When I was kid growing up in suburban Detroit, I always knew that there was a salt mine in the center of downtown. There aren't many mines in the middle of urban areas, but one of the many strange things about Detroit is that it had one, or has one, since it's probably still down there, even though it's been closed for 20 years. I think I was sick and missed the 6th grade field trip that would have been the one chance I ever had to see it, but I saw all the big salt crystals that the other kids brought back from it and knew that the trip to the salt mine (like snowmobile safety classes) was one of the key moments of many Michigan children's childhoods.

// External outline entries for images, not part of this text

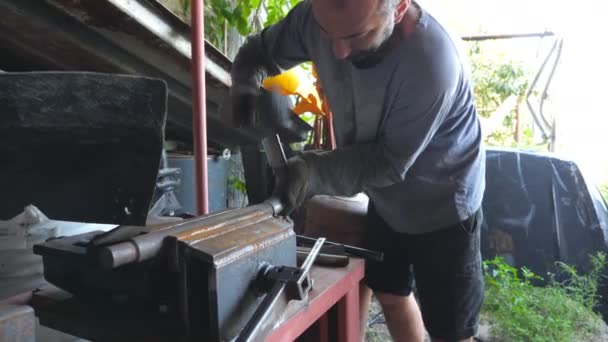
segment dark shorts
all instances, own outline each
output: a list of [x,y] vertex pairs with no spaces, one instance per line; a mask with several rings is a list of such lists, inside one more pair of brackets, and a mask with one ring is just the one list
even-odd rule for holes
[[391,230],[372,205],[368,220],[366,248],[382,251],[384,260],[367,262],[367,285],[375,292],[407,296],[415,283],[431,336],[448,341],[474,336],[484,292],[481,209],[463,222],[420,235]]

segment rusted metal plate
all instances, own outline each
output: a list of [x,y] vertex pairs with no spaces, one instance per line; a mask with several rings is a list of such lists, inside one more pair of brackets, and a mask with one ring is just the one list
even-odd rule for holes
[[26,305],[0,306],[0,341],[36,342],[34,310]]

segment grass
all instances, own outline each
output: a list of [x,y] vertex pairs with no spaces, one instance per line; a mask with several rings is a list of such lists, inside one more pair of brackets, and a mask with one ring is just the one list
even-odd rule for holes
[[608,183],[600,185],[599,188],[600,192],[602,193],[602,196],[604,196],[604,201],[608,203]]
[[601,324],[593,311],[597,287],[607,261],[604,254],[591,257],[592,270],[581,275],[558,263],[557,281],[545,286],[533,283],[543,279],[526,268],[517,270],[502,259],[484,262],[485,301],[482,320],[491,324],[496,341],[573,341],[590,340]]

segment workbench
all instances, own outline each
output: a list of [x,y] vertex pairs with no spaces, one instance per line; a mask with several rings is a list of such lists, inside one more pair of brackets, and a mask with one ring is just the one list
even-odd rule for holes
[[[351,258],[346,267],[313,266],[309,302],[292,301],[267,341],[359,341],[359,283],[364,261]],[[48,286],[34,293],[30,304],[40,323],[92,340],[167,341],[180,328],[157,317],[128,310],[91,310],[69,293]],[[136,317],[136,319],[134,319]]]

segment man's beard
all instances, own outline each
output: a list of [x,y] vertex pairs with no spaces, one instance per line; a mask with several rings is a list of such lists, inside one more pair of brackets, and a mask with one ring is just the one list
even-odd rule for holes
[[389,41],[395,30],[393,18],[390,18],[391,22],[386,26],[382,32],[382,36],[379,39],[380,43],[375,48],[355,51],[348,56],[348,60],[357,68],[367,69],[378,64],[389,51]]

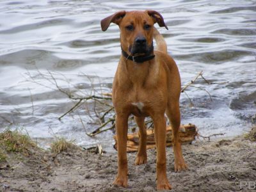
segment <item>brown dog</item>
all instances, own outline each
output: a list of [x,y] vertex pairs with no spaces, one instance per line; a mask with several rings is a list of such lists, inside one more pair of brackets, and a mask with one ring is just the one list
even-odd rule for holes
[[[122,51],[113,84],[116,111],[118,170],[114,184],[127,186],[126,154],[129,116],[133,114],[140,128],[140,147],[136,164],[147,163],[146,127],[144,120],[154,121],[157,148],[157,189],[170,189],[166,177],[166,113],[173,129],[175,170],[186,169],[179,141],[180,78],[173,60],[167,54],[164,40],[154,24],[164,26],[163,18],[153,10],[122,11],[101,20],[103,31],[110,23],[119,26]],[[154,51],[153,37],[158,51]]]

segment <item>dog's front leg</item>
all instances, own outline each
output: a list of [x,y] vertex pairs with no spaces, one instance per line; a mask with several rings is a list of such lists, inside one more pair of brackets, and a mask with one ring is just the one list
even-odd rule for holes
[[127,188],[128,174],[127,157],[126,154],[128,130],[127,115],[116,115],[116,129],[117,134],[118,170],[113,184]]
[[166,155],[165,148],[166,138],[166,124],[164,115],[153,117],[155,140],[157,148],[156,173],[157,190],[171,189],[166,175]]
[[139,150],[135,161],[136,165],[147,163],[147,127],[145,125],[145,117],[135,116],[139,127]]

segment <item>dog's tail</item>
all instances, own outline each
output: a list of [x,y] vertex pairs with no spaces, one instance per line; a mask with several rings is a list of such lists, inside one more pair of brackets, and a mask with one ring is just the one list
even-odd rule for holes
[[167,45],[162,35],[159,33],[157,29],[154,27],[153,32],[153,38],[155,39],[156,42],[156,50],[159,51],[167,53]]

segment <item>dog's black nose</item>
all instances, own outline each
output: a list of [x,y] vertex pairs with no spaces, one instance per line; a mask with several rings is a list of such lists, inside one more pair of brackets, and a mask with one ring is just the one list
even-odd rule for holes
[[147,40],[144,36],[138,36],[136,38],[135,42],[138,45],[143,45],[146,44]]

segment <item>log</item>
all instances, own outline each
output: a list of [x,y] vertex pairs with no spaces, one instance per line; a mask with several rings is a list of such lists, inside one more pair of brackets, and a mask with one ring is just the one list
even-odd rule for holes
[[[198,135],[196,127],[191,124],[181,125],[179,131],[180,139],[182,144],[191,143]],[[147,130],[147,149],[156,147],[154,129]],[[166,146],[170,147],[172,143],[172,127],[166,127]],[[115,141],[114,148],[117,150],[117,137],[113,136]],[[138,151],[139,147],[139,134],[138,132],[127,135],[127,152]]]

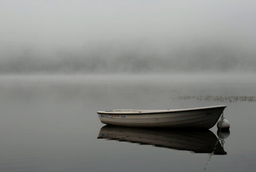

What I didn't realize was how the salt mine's operations are actually an interesting example of the kind of negotiation that happen between industry, landowners and city governments when trying to provide a city service based on a low-cost commodity resource. When telling the story to Molly the other day (based on this article), I realized that there are similarities between negotiating the mineral rites for salt and negotiating technology access for municipal Wifi, or any other kind of pervasive technological service. See, radio waves are kind of like minerals in that they don't care about property lines. The pattern of extracting salt in Detroit looks a lot like the pattern of Wifi access nodes. Compare the map above to the one for Spokane, WA:
I don't know if the similarity stops at the look of the maps, or goes deeper into how services that don't stop at property lines work in general, but I think it's an interesting analogy.